L'avant-dernière relève, nous y sommes restés 6 jours et la
dernière 5, suivant les besoins.
Là
nous passons un jour en 1ère, un jour en 2e et un jour en 3e ligne.
Il ne faut exagérer le danger nulle part. En 1re ligne, il faut
surtout de la surveillance la nuit, la sentinelle partout.
On
se trouve à moins de 300 mètres des boches mais personne ne se
montre. Si par hasard on aperçoit une silhouette qui souvent est un
arbre on lâche un ou deux coups de fusils pour faire voir qu'on
veille. Le jour, 2 ou 3 hommes seuls veillent, les autres se reposent
dans les abris qu'on installe le plus confortablement possible (…)
Quand on a assez dormi on pioche pour faire ou améliorer de nouveaux
couloirs faits pour pouvoir arriver dans la tranchée sans danger.
En
2e et 3e ligne, moins de surveillance puisque nous sommes gardés par
ceux qui sont devant nous, mais plus de travail comme corvées,
porter du bois, des piquets, des fils de fer, les vivres pour les
premières lignes.
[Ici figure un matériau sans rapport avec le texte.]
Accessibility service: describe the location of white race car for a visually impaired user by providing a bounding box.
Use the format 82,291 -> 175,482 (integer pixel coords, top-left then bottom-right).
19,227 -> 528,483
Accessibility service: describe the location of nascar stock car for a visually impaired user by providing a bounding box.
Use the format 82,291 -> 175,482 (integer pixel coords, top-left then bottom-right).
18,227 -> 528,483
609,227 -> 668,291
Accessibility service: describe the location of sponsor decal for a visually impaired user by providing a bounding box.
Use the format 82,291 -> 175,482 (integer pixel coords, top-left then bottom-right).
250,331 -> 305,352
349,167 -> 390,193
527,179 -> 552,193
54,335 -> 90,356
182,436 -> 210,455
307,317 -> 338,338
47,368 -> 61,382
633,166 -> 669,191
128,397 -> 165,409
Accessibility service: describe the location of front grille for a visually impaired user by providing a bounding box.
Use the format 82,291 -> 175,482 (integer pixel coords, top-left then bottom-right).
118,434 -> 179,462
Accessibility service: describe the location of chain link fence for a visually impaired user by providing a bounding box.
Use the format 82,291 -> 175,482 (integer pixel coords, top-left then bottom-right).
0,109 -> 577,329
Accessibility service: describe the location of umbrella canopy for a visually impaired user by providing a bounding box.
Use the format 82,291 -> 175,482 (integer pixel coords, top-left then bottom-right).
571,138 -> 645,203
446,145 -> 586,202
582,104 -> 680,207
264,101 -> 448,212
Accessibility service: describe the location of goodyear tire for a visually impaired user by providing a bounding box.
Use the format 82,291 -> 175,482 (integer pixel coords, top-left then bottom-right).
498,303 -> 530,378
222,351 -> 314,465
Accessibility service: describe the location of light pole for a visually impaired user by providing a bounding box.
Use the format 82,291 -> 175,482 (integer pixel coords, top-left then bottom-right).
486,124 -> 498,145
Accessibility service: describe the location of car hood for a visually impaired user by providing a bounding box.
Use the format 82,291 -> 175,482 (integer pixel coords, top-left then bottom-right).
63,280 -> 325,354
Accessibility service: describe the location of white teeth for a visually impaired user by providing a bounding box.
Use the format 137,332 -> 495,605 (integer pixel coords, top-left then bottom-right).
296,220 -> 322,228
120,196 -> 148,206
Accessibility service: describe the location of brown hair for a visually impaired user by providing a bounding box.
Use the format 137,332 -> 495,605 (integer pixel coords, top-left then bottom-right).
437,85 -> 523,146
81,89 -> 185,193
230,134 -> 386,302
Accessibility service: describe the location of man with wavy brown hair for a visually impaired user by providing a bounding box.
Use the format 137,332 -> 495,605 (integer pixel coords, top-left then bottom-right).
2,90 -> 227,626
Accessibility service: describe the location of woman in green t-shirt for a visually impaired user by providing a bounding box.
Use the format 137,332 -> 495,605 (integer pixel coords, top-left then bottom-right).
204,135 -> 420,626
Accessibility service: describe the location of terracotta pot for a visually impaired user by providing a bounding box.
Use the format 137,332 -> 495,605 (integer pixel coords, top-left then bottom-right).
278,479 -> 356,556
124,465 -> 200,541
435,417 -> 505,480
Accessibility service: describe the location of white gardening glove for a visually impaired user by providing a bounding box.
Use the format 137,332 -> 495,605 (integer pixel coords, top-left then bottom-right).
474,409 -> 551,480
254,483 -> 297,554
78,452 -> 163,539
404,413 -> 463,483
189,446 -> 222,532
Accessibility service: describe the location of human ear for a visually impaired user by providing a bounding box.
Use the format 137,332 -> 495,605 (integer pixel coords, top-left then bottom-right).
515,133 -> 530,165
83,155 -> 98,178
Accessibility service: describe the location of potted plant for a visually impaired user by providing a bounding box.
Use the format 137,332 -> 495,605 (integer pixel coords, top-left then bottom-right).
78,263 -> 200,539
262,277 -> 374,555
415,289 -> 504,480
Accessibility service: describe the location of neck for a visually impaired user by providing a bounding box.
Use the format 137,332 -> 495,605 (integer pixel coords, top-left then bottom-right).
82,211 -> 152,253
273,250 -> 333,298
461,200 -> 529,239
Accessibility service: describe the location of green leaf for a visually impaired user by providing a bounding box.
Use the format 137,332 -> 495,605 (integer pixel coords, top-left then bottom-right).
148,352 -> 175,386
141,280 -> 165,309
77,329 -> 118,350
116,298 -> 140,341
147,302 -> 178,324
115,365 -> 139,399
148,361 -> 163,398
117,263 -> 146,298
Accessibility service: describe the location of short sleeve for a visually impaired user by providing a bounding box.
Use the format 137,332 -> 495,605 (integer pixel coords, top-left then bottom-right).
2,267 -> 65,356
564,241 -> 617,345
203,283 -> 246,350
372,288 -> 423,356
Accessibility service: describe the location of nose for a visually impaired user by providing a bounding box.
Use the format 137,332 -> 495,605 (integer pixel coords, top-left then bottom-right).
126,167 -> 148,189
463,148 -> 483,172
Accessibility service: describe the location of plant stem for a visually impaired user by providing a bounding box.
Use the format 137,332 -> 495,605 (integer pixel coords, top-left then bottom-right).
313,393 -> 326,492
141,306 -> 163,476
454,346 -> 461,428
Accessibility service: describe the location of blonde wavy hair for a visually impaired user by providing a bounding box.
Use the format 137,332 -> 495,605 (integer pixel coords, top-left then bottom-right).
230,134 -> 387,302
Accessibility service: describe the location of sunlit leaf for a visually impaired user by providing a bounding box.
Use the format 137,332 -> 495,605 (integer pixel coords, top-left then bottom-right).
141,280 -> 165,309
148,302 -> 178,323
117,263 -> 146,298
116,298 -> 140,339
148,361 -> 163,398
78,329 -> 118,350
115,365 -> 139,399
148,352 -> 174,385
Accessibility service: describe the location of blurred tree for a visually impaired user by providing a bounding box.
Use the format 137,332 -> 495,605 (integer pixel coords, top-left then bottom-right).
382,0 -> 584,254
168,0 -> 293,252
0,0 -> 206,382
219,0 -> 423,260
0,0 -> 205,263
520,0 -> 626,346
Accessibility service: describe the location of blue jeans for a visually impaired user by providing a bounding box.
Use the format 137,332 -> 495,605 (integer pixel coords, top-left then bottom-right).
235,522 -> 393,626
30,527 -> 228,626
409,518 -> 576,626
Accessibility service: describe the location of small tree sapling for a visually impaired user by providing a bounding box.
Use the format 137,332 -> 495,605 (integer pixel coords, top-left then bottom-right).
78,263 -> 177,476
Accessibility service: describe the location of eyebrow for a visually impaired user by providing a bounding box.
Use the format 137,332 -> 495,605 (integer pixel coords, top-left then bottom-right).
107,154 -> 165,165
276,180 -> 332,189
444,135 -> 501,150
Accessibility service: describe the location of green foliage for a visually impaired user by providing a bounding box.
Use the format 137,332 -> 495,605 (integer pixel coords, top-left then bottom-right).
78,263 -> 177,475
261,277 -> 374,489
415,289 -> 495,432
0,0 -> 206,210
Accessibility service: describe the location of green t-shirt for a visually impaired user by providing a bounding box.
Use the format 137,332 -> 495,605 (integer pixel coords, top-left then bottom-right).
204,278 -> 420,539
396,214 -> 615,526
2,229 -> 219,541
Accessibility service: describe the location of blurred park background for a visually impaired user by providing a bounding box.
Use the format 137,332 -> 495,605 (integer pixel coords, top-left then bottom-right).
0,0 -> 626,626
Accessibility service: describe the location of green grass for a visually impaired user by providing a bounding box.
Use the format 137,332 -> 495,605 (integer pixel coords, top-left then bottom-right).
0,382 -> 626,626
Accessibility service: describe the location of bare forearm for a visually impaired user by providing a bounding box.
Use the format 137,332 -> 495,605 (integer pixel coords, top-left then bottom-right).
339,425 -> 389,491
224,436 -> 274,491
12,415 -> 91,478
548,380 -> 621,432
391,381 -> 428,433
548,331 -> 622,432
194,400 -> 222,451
Tout cela en passant dans des couloirs assez
profonds, pour qu'on ne puisse nous voir. (…)
Ce
séjour n'est sûrement pas très intéressant mais maintenant on y
est fait et la plus grande préoccupation est d'éviter la corvée
pénible. Quant aux siffleuses balles et aux marmites (obus), mon
dieu, on n'y pense guère…»
*Henri
Faget, Lettres de mon père (1914-1918).
III)
Les
emplacements du 56e sont les mêmes que ceux de la veille.
À
Vignot : à 11 heures les 10e et 12e compagnies du 171e reçoivent
l’ordre de rejoindre les deux autres compagnies de leur bataillon
parties la veille aux carrières de la commanderie où elles sont à
la disposition du général commandant la 16e DI. À 17h, arrivée du
1er bataillon du 27e d’Infanterie qui vient prendre la place du 3e
Bataillon-du-171e. Pour la nuit, rien à signaler.
État
des pertes : à la 6e Cie le soldat Lefebvre de 2e Cl a été blessé
très gravement à la tête.
IV)
Le
journal « Le Temps » nous annonce la visite du président
de la République sur le front. « En quittant le grand quartier
général des armées, le président de la République, les
présidents du Sénat et de la Chambre, le président du Conseil se
sont rendus sur le front même des troupes. Ils ont visité les
bivouacs de plusieurs régiments, et lorsque la nuit est tombée,
c'est à la lueur des falots placés par les soldats sur leurs
faisceaux que les présidents ont parcouru les lignes.
Ils
ont été frappés de la bonne humeur et de l'admirable moral des
officiers et des hommes.
Au
cours de ces visites, le président a remis sur le terrain au général
de Langle de Cary le grand-cordon de la Légion d'honneur, et aux
généraux Sarrail et Ratier, les insignes de grand-officier. »
Sur
le plan militaire, le communiqué officiel nous indique qu’autour
de Fay, « nous tenons solidement les points que nous avons
occupés le 28. Dans la région de Soissons, canonnade intermittente
contre la ville. En Argonne, plusieurs attaques sur Bagatelle ont été
repoussées par les Français. En Woivre, l'ennemi a bombardé le
bois d'Apremont, mais sans aucun résultat. »
En
Belgique, les Allemands restent sur la défensive, la canonnade a été
faible et les Alliés progressent sur quelques points. On apprend
dans une dépêche de dernière heure publiée dans « Le
Temps » que : « L'empereur Guillaume II est à Anvers le 23
novembre. Il y est attendu de nouveau à l'hôtel Weber. L'empereur a
nommé le général von Hindenburg général feld marschall. »
En
Galicie, sur le front Proschovitz, Brzesko-Stare, Bochnia et
Wisnitch, les Russes remportent un succès décisif sur l’armée
Autrichienne.
En
Pologne, dans le combat de Lodz, la lutte toujours indécise
continue.
Dans
les Carpates, nos troupes attaquent des forces Autrichiennes
importantes.
Dans
la guerre avec la Turquie, on télégraphie de Mytilène que les
autorités de Smyrne ont saisi 9 locomotives et 300 wagons sur la
ligne de Smyrne à Aïdin, ainsi que 15 000 sacs d'orge appartenant à
la maison Anglaise Witthel et Co.
Pour
couvrir leurs lignes de communication entre El-Arisch et Deriat, les
Turco-Allemands ont distribué 2 000 fusils type Martini aux Bédouins
de la tribu des Roalla, célèbres par leur brigandage.
Une
dépêche du correspondant particulier du journal « Le Temps »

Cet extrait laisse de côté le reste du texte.